ECLI:NL:PHR:2011:BR2824
Parket bij de Hoge Raad
- A.G. Knigge
- Mr. Vellinga
- Rechtspraak.nl
Verzoek om nader onderzoek ex. art. 330 Sv en de vereisten voor een gemotiveerde beslissing
In deze zaak gaat het om een verzoek tot nader onderzoek op basis van artikel 330 van het Wetboek van Strafvordering (Sv). De Hoge Raad heeft in zijn arrest van 11 oktober 2011 (ECLI:NL:HR:2011:BR2824) geoordeeld dat de beslissing op een verzoek, waarop de rechter ingevolge artikel 330 Sv op straffe van nietigheid een gemotiveerde beslissing moet geven, expliciet moet worden opgenomen in het verkorte vonnis of arrest. Dit is van belang, omdat het recht op een gemotiveerde beslissing essentieel is voor de rechtspositie van de verdachte. In deze zaak heeft de raadsvrouw van de verdachte tijdens de terechtzitting van 16 oktober 2009 verschillende verzoeken gedaan, waaronder het horen van getuigen en het completeren van het dossier met onderzoeksresultaten uit Colombia en Duitsland. De Hoge Raad oordeelt dat noch het proces-verbaal van de terechtzitting in hoger beroep, noch het verkorte arrest een zodanige gemotiveerde beslissing bevatte, waardoor de klacht van de verdachte slaagt.

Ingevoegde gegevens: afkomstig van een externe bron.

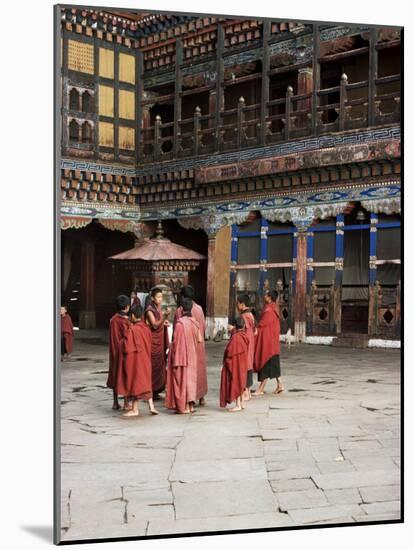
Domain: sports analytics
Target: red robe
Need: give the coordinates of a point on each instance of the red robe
(250, 325)
(182, 365)
(268, 334)
(66, 327)
(198, 314)
(159, 348)
(118, 330)
(235, 365)
(134, 376)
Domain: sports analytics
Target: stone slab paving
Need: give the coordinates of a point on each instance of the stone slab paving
(327, 450)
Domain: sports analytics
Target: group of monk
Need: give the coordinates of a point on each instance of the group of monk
(143, 363)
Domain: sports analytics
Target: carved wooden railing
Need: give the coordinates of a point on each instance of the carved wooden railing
(339, 108)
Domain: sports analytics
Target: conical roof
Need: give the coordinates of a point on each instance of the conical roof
(158, 248)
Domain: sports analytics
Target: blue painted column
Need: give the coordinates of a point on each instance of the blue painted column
(373, 249)
(339, 250)
(233, 254)
(294, 258)
(309, 259)
(263, 253)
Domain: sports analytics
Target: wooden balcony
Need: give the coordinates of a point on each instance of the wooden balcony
(338, 109)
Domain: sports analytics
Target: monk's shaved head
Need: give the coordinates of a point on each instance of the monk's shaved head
(136, 311)
(122, 301)
(239, 324)
(187, 292)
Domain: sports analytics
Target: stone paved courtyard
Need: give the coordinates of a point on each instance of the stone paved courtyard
(327, 450)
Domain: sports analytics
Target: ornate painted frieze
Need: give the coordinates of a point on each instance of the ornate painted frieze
(311, 159)
(73, 222)
(100, 211)
(284, 206)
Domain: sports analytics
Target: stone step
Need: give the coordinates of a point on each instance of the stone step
(359, 341)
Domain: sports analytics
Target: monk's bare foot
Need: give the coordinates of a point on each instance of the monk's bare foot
(131, 413)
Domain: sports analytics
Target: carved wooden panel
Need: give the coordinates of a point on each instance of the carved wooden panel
(106, 134)
(126, 138)
(106, 63)
(106, 101)
(127, 104)
(127, 68)
(80, 57)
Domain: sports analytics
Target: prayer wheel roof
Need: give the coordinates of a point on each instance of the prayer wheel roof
(158, 248)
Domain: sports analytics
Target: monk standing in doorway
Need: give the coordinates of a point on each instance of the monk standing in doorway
(197, 314)
(243, 307)
(118, 330)
(134, 377)
(158, 324)
(235, 365)
(267, 348)
(182, 362)
(66, 327)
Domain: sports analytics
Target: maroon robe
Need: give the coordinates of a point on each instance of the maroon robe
(66, 327)
(159, 348)
(134, 376)
(250, 325)
(198, 314)
(268, 335)
(118, 330)
(182, 365)
(235, 365)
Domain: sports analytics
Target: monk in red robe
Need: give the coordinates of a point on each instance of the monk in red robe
(235, 366)
(267, 348)
(134, 377)
(182, 363)
(66, 327)
(243, 307)
(197, 314)
(118, 330)
(156, 320)
(134, 298)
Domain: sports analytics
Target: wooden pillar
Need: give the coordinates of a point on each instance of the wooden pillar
(177, 94)
(373, 248)
(219, 81)
(373, 75)
(309, 259)
(265, 81)
(373, 286)
(139, 69)
(316, 70)
(305, 86)
(339, 271)
(263, 253)
(300, 288)
(87, 313)
(210, 285)
(233, 271)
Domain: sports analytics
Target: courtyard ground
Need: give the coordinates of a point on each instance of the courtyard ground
(327, 450)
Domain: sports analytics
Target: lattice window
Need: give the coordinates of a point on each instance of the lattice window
(74, 100)
(87, 104)
(80, 57)
(87, 132)
(73, 130)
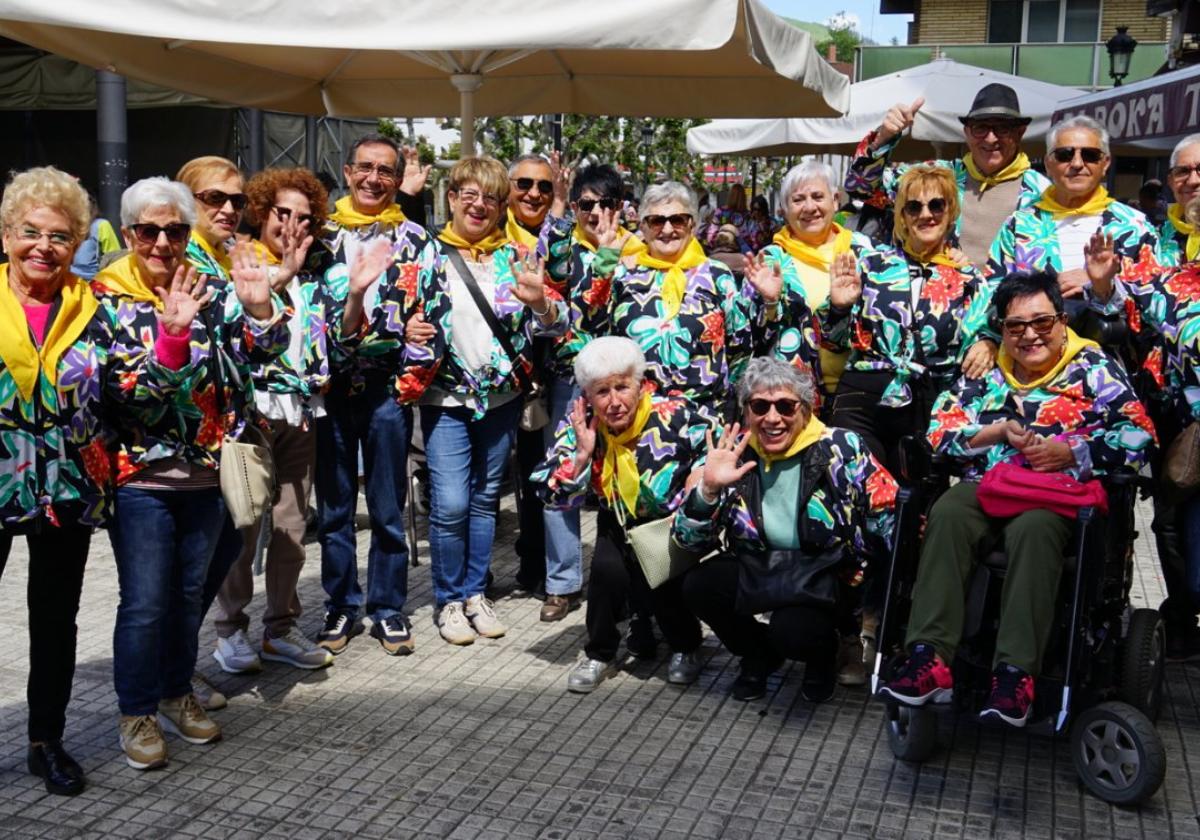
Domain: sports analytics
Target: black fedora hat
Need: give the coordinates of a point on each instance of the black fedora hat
(996, 102)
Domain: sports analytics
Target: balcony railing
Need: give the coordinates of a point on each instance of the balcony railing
(1077, 65)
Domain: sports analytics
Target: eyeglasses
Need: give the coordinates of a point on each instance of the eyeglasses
(1067, 154)
(981, 130)
(678, 220)
(913, 208)
(285, 214)
(526, 184)
(58, 239)
(471, 197)
(1042, 325)
(215, 198)
(148, 233)
(586, 204)
(785, 407)
(1182, 172)
(384, 172)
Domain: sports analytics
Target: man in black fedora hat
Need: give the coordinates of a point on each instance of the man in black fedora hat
(994, 177)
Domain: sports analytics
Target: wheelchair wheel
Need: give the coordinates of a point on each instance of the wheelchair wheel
(1143, 659)
(912, 731)
(1117, 754)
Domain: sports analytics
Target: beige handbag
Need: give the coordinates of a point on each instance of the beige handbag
(1181, 466)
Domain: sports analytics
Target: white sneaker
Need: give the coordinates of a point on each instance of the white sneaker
(453, 624)
(297, 651)
(483, 617)
(234, 654)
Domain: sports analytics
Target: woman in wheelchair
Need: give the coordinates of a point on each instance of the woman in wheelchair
(1054, 403)
(797, 517)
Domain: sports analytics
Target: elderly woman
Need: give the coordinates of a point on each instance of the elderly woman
(471, 411)
(910, 318)
(803, 252)
(631, 451)
(169, 510)
(795, 517)
(58, 358)
(1055, 403)
(696, 325)
(287, 207)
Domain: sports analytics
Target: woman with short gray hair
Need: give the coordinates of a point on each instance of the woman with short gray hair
(796, 520)
(631, 451)
(696, 325)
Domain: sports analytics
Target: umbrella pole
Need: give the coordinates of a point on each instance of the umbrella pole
(467, 84)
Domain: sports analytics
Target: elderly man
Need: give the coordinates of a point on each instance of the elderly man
(1051, 235)
(994, 177)
(360, 409)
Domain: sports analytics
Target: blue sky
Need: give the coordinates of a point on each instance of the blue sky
(880, 28)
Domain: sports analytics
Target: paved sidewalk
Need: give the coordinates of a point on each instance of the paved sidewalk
(484, 742)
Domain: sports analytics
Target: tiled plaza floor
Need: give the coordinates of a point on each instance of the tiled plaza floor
(484, 742)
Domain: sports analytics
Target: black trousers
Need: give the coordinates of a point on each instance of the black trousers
(615, 581)
(57, 559)
(801, 633)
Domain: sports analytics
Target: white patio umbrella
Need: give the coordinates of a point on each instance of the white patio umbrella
(947, 85)
(430, 58)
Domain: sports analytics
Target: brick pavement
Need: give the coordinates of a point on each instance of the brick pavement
(484, 742)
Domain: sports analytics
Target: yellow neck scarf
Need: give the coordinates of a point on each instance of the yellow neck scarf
(810, 255)
(124, 279)
(1074, 345)
(515, 232)
(1014, 169)
(346, 216)
(630, 247)
(1175, 213)
(675, 281)
(1095, 205)
(221, 259)
(619, 475)
(487, 245)
(808, 436)
(17, 349)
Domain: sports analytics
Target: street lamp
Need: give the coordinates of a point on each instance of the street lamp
(1121, 47)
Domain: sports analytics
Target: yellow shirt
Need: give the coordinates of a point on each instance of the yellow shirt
(815, 283)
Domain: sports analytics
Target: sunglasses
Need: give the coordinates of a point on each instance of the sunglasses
(586, 204)
(1067, 154)
(215, 198)
(913, 208)
(526, 184)
(678, 220)
(285, 214)
(148, 233)
(1042, 325)
(784, 407)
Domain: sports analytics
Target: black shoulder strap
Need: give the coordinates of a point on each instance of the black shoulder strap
(485, 309)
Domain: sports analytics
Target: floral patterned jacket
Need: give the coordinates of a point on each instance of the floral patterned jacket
(702, 351)
(852, 507)
(522, 325)
(53, 456)
(1090, 405)
(671, 444)
(885, 333)
(187, 425)
(873, 179)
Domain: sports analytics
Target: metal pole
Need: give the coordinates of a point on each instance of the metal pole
(112, 144)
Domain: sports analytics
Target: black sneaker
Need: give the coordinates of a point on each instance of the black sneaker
(1012, 696)
(394, 634)
(337, 633)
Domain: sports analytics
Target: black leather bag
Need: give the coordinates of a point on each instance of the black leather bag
(785, 577)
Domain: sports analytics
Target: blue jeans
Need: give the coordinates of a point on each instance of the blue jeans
(564, 552)
(163, 541)
(466, 460)
(376, 423)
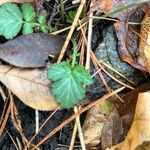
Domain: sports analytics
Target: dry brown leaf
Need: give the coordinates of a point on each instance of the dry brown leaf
(32, 50)
(138, 137)
(102, 124)
(31, 86)
(144, 47)
(15, 1)
(127, 49)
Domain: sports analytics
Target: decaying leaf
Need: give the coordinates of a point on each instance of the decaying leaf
(105, 6)
(138, 137)
(144, 47)
(31, 86)
(29, 51)
(15, 1)
(102, 124)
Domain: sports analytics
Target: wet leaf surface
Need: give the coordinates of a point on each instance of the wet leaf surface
(31, 86)
(29, 51)
(139, 135)
(122, 30)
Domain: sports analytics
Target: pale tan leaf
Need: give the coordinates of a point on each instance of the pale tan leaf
(15, 1)
(31, 86)
(102, 124)
(138, 137)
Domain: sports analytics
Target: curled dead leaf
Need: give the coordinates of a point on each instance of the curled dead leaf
(32, 50)
(102, 124)
(126, 50)
(31, 86)
(138, 137)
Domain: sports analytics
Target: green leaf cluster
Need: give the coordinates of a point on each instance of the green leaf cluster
(14, 18)
(68, 83)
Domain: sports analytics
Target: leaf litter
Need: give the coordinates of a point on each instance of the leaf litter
(20, 73)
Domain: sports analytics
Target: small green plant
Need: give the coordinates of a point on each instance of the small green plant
(71, 15)
(13, 19)
(68, 81)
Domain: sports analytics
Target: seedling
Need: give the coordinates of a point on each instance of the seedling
(68, 81)
(14, 18)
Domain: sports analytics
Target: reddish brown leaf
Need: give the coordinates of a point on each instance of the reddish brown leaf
(32, 50)
(31, 86)
(122, 31)
(15, 1)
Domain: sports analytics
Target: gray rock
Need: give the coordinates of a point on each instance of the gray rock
(107, 51)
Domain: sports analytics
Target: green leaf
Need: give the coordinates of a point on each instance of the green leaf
(27, 28)
(44, 28)
(71, 15)
(11, 20)
(28, 12)
(42, 19)
(68, 83)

De Hoge Raad verwijst naar eerdere rechtspraak waarin is vastgesteld dat de rechter verplicht is om op verzoeken van de verdachte een gemotiveerde beslissing te geven. Dit is niet alleen van belang voor de verdachte, maar ook voor andere betrokkenen, zoals het openbaar ministerie. De Hoge Raad benadrukt dat het verzuim om een gemotiveerde beslissing te geven, leidt tot nietigheid van het bestreden arrest. De conclusie van de Advocaat-Generaal is dat de zaak moet worden vernietigd en terugverwezen naar het Hof voor herbehandeling. Dit arrest onderstreept de noodzaak voor rechters om zorgvuldig om te gaan met verzoeken van de verdediging en de verplichting om deze verzoeken gemotiveerd te behandelen.